Thanks Ronald! Really appreciate the thorough feedback and use-case stories provided here. It will help us greatly in scoping such a feature going forward.
- The main entry point is still the list of slowest traces (arranged in descending order of duration, configured to show the trend for the past 6 hours with 5 minute aggregates. This list would ideally be split into two parts:
(a) a list that we explicitly set (our "key" business transactions)
(b) list of the slowest traces by duration
The important (key business) transactions is something that we have on our radar, and we know this greatly improves the focus of solving performance problems that are relevant for your business.
Having a filterable service list would probably be the ideal one where one can select a service and the corresponding traces that flow through it are displayed. An overall global services view is a nice-to-have, but might quickly become a Death Star diagram of hundreds of services and links if there is no way to limit the view via a top traces filter of sorts (by request volume maybe? or by total duration/error-rate/etc?)
I agree with the notion that the global services map is more of a great visual feature, than one that remedies that need for quickly troubleshooting performance issues. Filtering might help, but essentially it's more important to see the services map for a given transaction/trace that is important to you. Thanks for confirming that story.
A drill down view would be great to show associated metrics like errors or error rates (the coloured circles of AppD makes for a nice reference for an "at-a-glance" view of slow vs fast, good vs error thingy). A quick time period switcher would also be good to have to show how the numbers of the traces are say past one hour vs past 24 hours. Also good to have would be a link to the most recent traces (maybe a link to the Discover page with auto-filtering for the relevant traces). Another possible nice-to-have would be clicking on a service shows statistics for the worst contributors for bad numbers (say, recurring errors or stack info).
Adding visual cues like highlighting problematic services are important to still dissect the amount of information that even a single trace service map would give you.

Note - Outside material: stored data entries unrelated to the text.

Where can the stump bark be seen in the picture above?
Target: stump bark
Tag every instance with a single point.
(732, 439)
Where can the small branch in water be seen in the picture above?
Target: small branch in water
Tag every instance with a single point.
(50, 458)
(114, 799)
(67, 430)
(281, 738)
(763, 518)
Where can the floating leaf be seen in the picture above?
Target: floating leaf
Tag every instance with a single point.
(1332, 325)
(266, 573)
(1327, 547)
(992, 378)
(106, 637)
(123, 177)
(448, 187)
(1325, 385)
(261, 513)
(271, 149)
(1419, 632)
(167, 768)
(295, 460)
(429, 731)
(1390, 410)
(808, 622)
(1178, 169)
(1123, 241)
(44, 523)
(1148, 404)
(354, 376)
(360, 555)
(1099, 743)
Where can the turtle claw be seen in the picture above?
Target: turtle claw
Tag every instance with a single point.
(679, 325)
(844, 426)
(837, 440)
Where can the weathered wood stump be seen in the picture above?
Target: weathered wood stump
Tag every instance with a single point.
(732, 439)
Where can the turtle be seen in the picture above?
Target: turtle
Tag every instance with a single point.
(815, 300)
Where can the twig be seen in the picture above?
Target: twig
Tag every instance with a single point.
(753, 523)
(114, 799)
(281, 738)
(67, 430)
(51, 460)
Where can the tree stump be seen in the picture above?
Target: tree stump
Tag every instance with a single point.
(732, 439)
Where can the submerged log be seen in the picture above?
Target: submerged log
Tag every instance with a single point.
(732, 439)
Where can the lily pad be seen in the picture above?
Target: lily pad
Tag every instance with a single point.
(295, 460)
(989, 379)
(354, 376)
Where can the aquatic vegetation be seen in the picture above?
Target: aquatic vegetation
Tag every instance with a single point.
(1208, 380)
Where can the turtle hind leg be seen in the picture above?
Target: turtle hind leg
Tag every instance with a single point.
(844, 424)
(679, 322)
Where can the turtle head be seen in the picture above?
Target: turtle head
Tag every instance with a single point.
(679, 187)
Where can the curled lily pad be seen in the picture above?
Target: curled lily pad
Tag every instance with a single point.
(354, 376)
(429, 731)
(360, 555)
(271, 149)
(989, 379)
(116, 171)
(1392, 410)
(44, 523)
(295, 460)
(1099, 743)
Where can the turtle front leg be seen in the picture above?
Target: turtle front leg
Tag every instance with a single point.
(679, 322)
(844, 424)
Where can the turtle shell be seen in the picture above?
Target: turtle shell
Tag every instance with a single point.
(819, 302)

I like the suggestion of showing top lists for each service that would help quickly find the details that you're looking for.
One cool feature to have in this regard is a "snapshot" where we can either keep a record of all states/info/statistics for a point-in-view time in another APM index, or if this is troublesome, at least a way to export the info on the current view so that we can be sure to keep a history and not lose it if we apply some ILM/roll up to our APM indices.
That's an interesting idea to snapshot the information for later reference or even comparison.
Thanks again for giving us this valuable feedback.